Die Abschiedsrede – ein Textvorschlag
Einen Textvorschlag für eine mögliche Abschiedsrede des Chefs des für eine mögliche Abschiedsrede des Chefs des Inlandsgeheimdienstes, Thomas Haldenwang, zu finden, fällt dem Autor nicht schwer. Wie wäre es mit dem folgenden Auszug aus dem Redebeitrag eines vor Jahren verstorbenen Geheimdienstchef-Kollegen vor der Volkskammer der DDR am 13. November 1989? Er wäre wieder zeitgemäß. Wörtlich heißt es da:

„Werte Abgeordnete! Zunächst möchte ich einmal klarstellen, was unsere Mitarbeiter (…) gegenüber unserem Volk für Verpflichtungen haben. Wir sind Söhne und Töchter der Arbeiterklasse, der Werktätigen und kommen aus allen Schichten — einfache und gebildete und wissenschaftliche Mitarbeiter. (…) Ihr werdet gleich hören, warum. Ich fürchte mich nicht, ohne Rededisposition hier Antwort zu stehen. Auch eine Demokratie. Ich habe kein Referat vorher fertig gemacht.

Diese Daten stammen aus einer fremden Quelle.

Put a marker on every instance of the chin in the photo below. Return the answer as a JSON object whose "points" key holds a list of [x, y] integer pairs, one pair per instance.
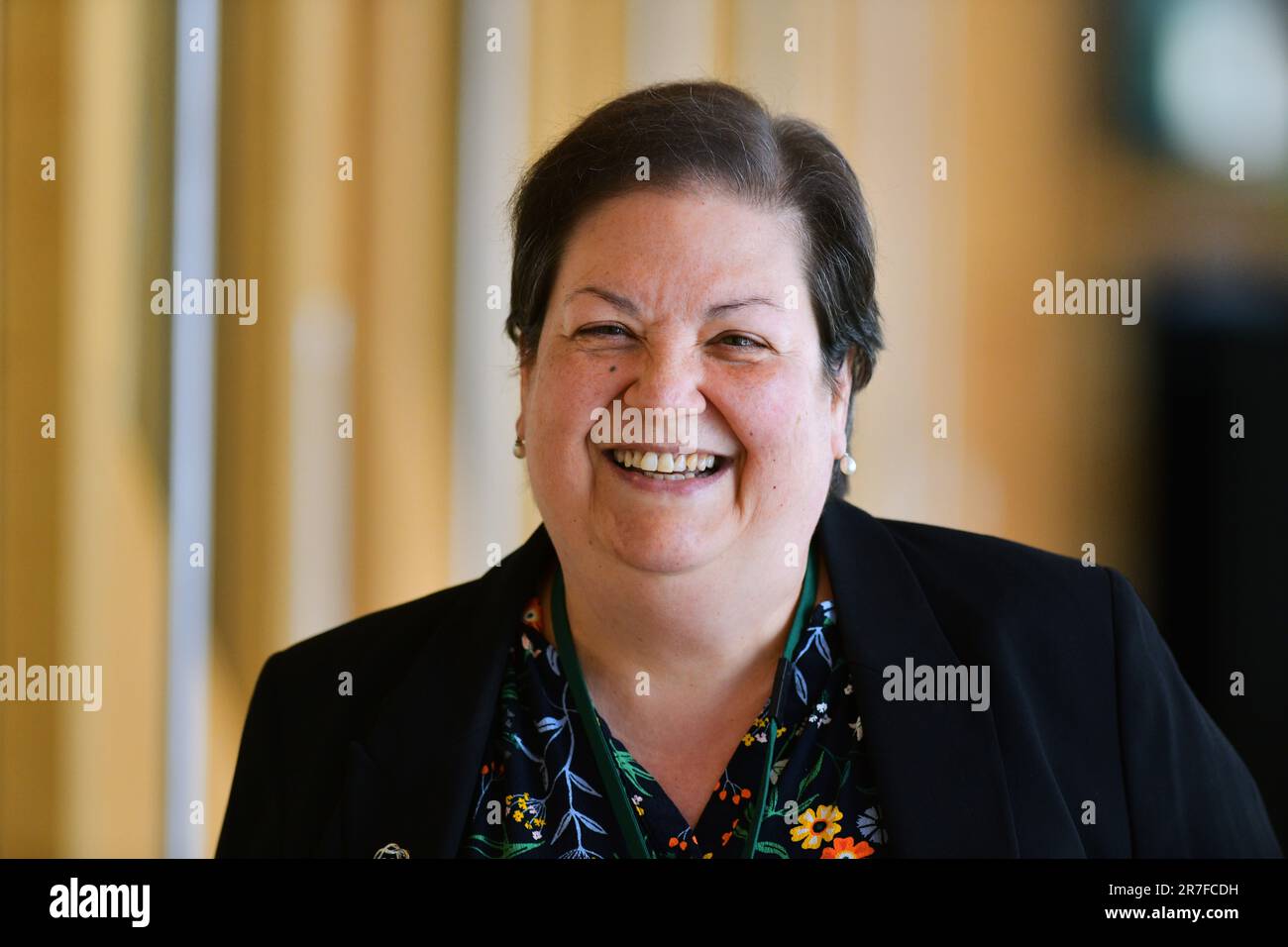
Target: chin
{"points": [[662, 544]]}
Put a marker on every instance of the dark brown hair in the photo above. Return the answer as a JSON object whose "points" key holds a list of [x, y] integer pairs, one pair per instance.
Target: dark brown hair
{"points": [[698, 136]]}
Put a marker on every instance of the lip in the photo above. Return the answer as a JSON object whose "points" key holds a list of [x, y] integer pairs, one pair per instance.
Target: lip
{"points": [[651, 484]]}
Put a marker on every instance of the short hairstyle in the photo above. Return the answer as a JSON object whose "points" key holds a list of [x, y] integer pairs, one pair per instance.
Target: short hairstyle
{"points": [[699, 136]]}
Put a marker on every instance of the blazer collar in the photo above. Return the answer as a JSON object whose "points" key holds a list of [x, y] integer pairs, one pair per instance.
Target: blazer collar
{"points": [[940, 781], [938, 764]]}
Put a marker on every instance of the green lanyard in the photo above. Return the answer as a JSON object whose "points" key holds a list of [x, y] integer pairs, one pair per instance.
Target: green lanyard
{"points": [[609, 772]]}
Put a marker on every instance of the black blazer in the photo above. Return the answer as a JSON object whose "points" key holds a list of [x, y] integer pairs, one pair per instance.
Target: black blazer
{"points": [[1086, 703]]}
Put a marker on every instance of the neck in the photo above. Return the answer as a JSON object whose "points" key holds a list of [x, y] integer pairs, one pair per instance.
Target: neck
{"points": [[700, 638]]}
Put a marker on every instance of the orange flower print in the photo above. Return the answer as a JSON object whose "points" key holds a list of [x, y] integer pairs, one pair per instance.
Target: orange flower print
{"points": [[532, 613], [845, 848], [816, 826]]}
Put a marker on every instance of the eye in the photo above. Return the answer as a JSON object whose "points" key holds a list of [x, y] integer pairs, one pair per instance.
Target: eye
{"points": [[741, 342], [605, 330]]}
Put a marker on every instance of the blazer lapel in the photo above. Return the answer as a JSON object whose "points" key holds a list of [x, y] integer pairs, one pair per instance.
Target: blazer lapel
{"points": [[411, 779], [938, 764]]}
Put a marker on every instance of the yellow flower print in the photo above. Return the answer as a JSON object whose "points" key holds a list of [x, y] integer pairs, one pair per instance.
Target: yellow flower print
{"points": [[816, 826]]}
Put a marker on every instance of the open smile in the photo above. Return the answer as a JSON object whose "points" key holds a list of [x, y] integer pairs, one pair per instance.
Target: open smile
{"points": [[666, 472]]}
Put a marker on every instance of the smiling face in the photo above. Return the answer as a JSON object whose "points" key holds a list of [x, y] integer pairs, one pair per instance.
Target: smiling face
{"points": [[681, 300]]}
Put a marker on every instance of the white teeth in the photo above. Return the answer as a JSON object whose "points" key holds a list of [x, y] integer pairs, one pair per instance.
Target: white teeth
{"points": [[674, 467]]}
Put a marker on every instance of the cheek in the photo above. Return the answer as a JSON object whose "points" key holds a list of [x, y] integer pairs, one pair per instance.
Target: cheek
{"points": [[570, 390], [778, 416]]}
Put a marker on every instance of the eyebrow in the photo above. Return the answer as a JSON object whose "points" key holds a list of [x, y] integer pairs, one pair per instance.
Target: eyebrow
{"points": [[627, 307]]}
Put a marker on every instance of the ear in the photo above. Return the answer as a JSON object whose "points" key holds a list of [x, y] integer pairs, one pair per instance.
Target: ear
{"points": [[841, 406], [524, 377]]}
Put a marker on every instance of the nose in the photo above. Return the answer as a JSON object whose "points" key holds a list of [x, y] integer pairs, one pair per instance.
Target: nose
{"points": [[669, 376]]}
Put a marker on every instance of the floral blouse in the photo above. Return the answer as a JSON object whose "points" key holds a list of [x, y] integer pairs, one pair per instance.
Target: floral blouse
{"points": [[540, 795]]}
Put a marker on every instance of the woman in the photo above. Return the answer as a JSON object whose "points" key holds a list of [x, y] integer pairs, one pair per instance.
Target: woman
{"points": [[704, 652]]}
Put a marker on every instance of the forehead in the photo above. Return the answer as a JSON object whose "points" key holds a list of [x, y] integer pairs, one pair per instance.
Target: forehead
{"points": [[673, 247]]}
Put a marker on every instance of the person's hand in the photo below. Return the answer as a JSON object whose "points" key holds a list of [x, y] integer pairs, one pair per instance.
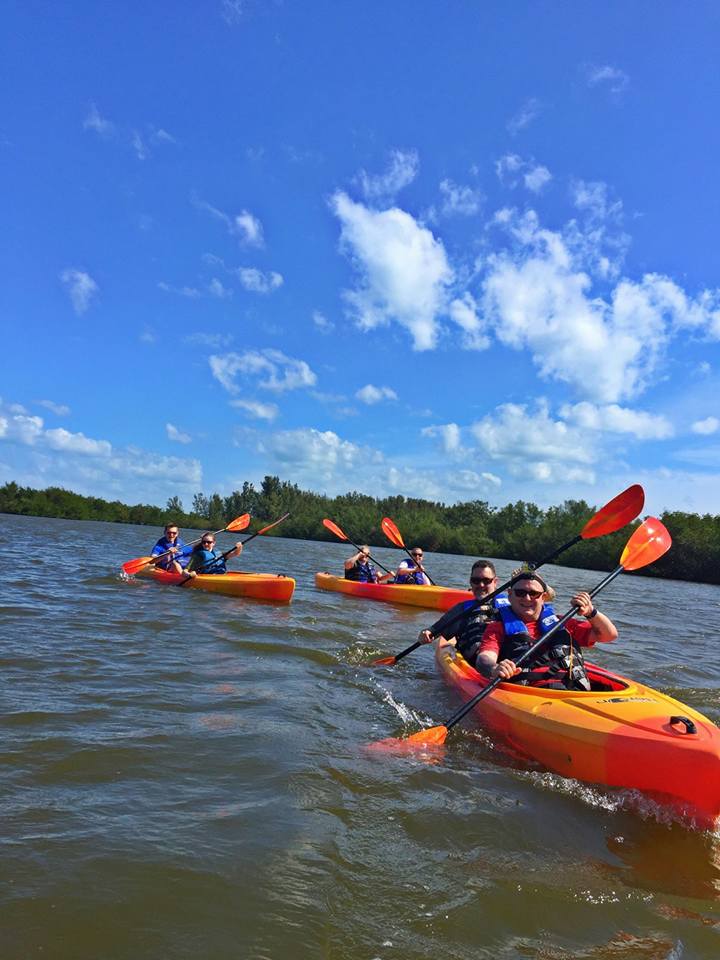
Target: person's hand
{"points": [[583, 602], [506, 669]]}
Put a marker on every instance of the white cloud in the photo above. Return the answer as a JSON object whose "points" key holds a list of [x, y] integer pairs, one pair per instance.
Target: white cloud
{"points": [[275, 371], [615, 419], [177, 435], [404, 269], [525, 116], [533, 445], [402, 171], [60, 409], [615, 79], [101, 126], [259, 411], [371, 395], [258, 282], [706, 427], [81, 287]]}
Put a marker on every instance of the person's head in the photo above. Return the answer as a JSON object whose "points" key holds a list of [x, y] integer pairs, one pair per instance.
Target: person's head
{"points": [[527, 595], [483, 578]]}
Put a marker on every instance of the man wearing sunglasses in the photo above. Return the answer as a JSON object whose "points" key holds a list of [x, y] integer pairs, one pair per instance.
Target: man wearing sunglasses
{"points": [[204, 559], [559, 664], [412, 571], [463, 625]]}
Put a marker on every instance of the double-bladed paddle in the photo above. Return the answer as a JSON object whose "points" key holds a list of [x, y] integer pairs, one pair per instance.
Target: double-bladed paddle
{"points": [[394, 535], [131, 567], [616, 514], [334, 528], [647, 544], [224, 556]]}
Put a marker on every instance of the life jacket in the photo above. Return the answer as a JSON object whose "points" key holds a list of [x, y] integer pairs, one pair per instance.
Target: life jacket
{"points": [[558, 664], [361, 572], [416, 576]]}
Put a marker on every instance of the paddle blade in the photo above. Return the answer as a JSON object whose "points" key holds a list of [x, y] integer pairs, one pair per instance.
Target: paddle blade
{"points": [[424, 740], [334, 528], [392, 532], [616, 514], [649, 542], [239, 523], [131, 567]]}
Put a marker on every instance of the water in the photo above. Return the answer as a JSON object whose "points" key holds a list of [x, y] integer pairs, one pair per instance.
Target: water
{"points": [[183, 775]]}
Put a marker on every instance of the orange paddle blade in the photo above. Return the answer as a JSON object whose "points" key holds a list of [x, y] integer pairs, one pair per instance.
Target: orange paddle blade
{"points": [[423, 740], [132, 566], [334, 528], [239, 523], [392, 532], [616, 514], [649, 542]]}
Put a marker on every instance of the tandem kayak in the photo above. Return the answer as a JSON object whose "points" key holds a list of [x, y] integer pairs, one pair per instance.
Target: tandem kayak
{"points": [[257, 586], [620, 734], [415, 595]]}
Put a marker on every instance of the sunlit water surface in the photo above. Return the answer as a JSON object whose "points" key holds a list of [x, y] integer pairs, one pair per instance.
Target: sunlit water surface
{"points": [[183, 775]]}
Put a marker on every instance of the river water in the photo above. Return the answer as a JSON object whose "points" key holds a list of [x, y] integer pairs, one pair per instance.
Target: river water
{"points": [[184, 775]]}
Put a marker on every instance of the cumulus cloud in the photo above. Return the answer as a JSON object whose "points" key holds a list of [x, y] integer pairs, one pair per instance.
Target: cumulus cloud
{"points": [[371, 395], [402, 170], [612, 418], [177, 435], [272, 369], [615, 79], [404, 270], [706, 427], [81, 288], [257, 410]]}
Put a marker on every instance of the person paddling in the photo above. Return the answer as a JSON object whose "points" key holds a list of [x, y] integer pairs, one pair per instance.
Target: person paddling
{"points": [[204, 558], [523, 620]]}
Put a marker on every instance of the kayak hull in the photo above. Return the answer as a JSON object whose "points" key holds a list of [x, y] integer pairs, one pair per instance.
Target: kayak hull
{"points": [[410, 594], [619, 734], [256, 586]]}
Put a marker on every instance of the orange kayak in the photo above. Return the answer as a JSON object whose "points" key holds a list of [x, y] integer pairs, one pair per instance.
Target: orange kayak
{"points": [[431, 598], [257, 586], [620, 734]]}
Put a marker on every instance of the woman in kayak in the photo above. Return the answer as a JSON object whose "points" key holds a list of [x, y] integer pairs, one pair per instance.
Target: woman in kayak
{"points": [[523, 620], [175, 553], [204, 559], [412, 571]]}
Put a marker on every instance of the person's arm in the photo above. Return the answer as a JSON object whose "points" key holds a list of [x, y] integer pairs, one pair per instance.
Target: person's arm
{"points": [[602, 629]]}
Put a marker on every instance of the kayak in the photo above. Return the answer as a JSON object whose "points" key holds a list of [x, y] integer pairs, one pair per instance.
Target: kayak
{"points": [[257, 586], [412, 594], [619, 734]]}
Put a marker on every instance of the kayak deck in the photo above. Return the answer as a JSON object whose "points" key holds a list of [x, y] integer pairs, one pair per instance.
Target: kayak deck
{"points": [[620, 734], [257, 586], [410, 594]]}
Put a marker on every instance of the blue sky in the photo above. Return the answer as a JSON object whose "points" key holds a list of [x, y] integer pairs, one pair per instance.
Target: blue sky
{"points": [[455, 250]]}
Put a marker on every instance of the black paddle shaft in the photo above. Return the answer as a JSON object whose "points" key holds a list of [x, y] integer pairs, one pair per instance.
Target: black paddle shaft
{"points": [[486, 691]]}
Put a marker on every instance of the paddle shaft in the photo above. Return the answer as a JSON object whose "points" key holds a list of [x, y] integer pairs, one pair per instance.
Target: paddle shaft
{"points": [[467, 707]]}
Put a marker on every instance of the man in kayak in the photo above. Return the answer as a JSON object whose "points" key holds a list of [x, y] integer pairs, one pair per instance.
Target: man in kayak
{"points": [[175, 552], [412, 571], [463, 625], [204, 559], [523, 620]]}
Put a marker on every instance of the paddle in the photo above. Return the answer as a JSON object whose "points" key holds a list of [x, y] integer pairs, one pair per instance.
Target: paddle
{"points": [[132, 566], [616, 514], [649, 542], [334, 528], [393, 534], [224, 556]]}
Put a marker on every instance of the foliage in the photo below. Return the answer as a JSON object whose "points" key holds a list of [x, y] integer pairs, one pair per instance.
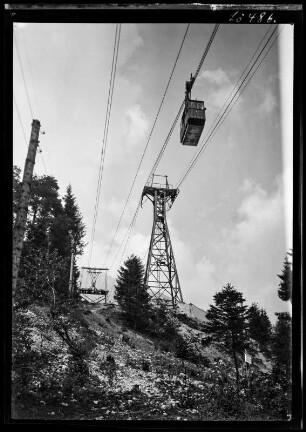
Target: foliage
{"points": [[285, 285], [38, 274], [191, 322], [227, 322], [131, 294], [16, 189], [282, 346], [260, 327]]}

Wir haben erst einmal den Auftrag gehabt, als Allerwichtigstes, alles aufzudecken, was sich gegen den Frieden [edit: die Regierung] richtete. Und wir haben hervorragende Informationen geliefert, die die Entwicklung soweit brachten, wie wir sie heute haben. (…) Und wenn ihr mich fragen würdet, ihr werdet sehen, im Saal werden viele zustimmen, das unsere Mitarbeiter Hervorragendes auf diesem Gebiet leisten. Und mehr möchte ich doch wohl dazu nicht sagen müssen. Wir haben Hervorragendes, Genossen, geleistet, unsere Arbeit gemacht zur Stärkung der Volkswirtschaft. (…) Ich liebe doch alle Menschen… Ich setze mich doch dafür ein. Also ich bitte um Verständnis.“

Dass Thomas Haldenwang wie zuvor der ähnlich gesinnte Erich Mielke vor Selbstlob trieft, zeigte er im Interview mit der linksgrünen taz, aus der „Tichy’s Einblick“ zitiert: „Ich glaube, ich habe in den sechs Jahren meiner Amtsführung im Verfassungsschutz eine gute Arbeit geleistet und die richtigen Schwerpunkte gesetzt – und dass die allermeisten mit dieser Arbeit auch zufrieden waren. Ich hoffe, dass ich in Erinnerung bleibe als jemand, der sich bemüht hat, bestmöglich die Aufgaben des Bundesamts für Verfassungsschutz zu erledigen.“

Herr Haldenwang, Ihnen trauert niemand nach, und die Erinnerung an Sie wird hoffentlich schnell verblassen!